Num ponto crucial, contudo, o modelo original é superior.
Embora visando unicamente ao lucro, os empresários do esporte americano
sabem que o valor da sua mercadoria depende de algo chamado competição.
O esporte é um negócio com certas especificidades. O historiador
holandês Johan Huizinga lembrava, em seu Homo Ludens, que o feitiço
despertado pelo jogo depende em grande parte da tensão proveniente da
incerteza e do acaso. Exatamente para preservar o valor comercial do
seu produto, os dirigentes do futebol americano buscaram garantir esse
elemento essencial, tomando medidas concretas para evitar um
desequilíbrio de poder financeiro entre as franquias. Diminuindo a
incerteza, desaparece a magia do jogo. Por isso, desde o momento em que
ligaram seu destino à televisão, eles estabeleceram que os recursos
fossem igualmente divididos entre as equipes.

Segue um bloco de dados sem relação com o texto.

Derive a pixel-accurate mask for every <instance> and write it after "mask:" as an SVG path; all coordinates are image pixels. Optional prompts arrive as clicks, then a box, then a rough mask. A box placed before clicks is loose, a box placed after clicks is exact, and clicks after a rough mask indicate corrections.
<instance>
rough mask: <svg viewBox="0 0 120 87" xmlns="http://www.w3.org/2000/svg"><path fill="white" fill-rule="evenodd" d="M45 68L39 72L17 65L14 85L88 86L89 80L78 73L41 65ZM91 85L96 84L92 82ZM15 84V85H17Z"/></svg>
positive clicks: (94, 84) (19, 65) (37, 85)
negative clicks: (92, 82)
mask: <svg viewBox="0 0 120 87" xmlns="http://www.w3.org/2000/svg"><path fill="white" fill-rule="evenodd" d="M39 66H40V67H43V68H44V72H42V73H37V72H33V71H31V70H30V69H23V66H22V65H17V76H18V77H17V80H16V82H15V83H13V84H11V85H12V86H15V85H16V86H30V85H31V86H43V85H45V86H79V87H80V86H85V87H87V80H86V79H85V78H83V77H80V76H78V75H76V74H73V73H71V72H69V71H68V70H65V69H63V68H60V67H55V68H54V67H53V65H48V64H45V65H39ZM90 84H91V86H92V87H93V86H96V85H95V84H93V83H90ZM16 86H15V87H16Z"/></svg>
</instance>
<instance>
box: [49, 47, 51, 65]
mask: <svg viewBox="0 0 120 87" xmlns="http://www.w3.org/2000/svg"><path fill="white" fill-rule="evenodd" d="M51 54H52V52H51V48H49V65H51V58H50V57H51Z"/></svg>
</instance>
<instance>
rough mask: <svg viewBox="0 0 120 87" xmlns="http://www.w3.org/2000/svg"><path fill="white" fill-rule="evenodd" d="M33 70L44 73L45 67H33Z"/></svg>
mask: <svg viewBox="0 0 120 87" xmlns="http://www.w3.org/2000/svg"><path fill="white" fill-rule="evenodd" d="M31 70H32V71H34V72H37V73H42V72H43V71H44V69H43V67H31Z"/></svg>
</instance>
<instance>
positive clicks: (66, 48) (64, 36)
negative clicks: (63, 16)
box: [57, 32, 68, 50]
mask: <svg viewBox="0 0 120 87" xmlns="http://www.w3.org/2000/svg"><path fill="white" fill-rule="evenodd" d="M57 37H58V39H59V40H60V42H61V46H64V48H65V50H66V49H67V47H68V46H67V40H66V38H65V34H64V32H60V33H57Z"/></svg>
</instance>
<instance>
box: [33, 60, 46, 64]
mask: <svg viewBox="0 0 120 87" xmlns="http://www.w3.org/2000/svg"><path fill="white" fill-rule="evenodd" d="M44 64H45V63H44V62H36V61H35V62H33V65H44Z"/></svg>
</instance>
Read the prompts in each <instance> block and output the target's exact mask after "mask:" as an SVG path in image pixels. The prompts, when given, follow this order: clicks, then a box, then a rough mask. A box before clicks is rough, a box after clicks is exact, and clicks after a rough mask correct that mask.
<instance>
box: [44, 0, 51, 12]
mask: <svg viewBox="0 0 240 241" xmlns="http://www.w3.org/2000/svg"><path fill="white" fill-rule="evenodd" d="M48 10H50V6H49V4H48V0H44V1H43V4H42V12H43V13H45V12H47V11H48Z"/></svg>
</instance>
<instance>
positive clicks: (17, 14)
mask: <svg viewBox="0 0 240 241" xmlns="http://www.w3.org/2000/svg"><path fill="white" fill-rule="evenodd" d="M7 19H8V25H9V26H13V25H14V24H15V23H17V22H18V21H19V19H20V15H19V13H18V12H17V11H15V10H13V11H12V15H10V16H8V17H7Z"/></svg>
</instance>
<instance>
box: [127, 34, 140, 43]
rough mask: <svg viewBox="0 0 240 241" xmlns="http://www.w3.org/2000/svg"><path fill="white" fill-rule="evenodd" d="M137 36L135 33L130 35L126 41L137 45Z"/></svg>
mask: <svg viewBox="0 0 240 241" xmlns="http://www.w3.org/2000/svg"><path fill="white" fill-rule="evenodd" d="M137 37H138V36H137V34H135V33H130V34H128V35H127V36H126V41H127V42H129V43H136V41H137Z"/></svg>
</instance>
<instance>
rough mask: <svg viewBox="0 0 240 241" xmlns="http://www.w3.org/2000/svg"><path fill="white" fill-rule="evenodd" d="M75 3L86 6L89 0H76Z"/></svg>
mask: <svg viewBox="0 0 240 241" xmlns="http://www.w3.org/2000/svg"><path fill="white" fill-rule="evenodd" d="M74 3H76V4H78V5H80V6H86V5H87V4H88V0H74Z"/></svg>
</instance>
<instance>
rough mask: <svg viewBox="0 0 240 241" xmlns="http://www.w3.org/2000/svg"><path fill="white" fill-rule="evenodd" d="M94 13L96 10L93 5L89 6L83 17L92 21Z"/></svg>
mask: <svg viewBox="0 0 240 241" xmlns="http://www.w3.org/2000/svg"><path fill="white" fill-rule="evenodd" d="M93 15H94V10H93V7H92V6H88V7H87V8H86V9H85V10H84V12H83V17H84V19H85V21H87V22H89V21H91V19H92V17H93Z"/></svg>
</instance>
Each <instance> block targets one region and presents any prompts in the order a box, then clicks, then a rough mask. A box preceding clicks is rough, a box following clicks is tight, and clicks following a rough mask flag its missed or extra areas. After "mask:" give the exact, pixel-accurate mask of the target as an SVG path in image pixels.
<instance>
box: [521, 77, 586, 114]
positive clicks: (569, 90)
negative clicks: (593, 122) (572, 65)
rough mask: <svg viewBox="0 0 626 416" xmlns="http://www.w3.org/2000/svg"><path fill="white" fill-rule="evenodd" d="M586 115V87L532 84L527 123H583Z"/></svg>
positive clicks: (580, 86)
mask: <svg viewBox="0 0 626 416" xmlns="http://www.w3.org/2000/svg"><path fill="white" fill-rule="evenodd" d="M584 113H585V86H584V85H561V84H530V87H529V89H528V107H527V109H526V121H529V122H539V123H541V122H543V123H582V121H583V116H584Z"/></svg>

Na década de 90, ainda
com a mesma preocupação, fixaram um teto salarial, resolvendo, de uma
só tacada, dois problemas: a escalada astronômica da remuneração e o
possível desequilíbrio entre as equipes.

No caso do futebol de
bola redonda, a entrada selvagem do capital tem desfigurado o jogo.
Surgiu uma elite mundial de clubes globalizados e plenamente
transformados em empresas, como o Milan, o Manchester United, o Real
Madrid. A concentração de recursos permite monopolizar os melhores
jogadores, provenientes dos quatro cantos do planeta. Campeonatos
nacionais, antes equilibrados, agora têm um ou dois favoritos. Muitos
clubes nem mais competem com esperança de conseguirem o título – cada
vez mais improvável –, mas apenas com a pretensão de se classificarem
para uma das várias competições européias, bastante lucrativas. Não é
mais tudo pela vitória. Agora, é tudo pelo equilíbrio contábil.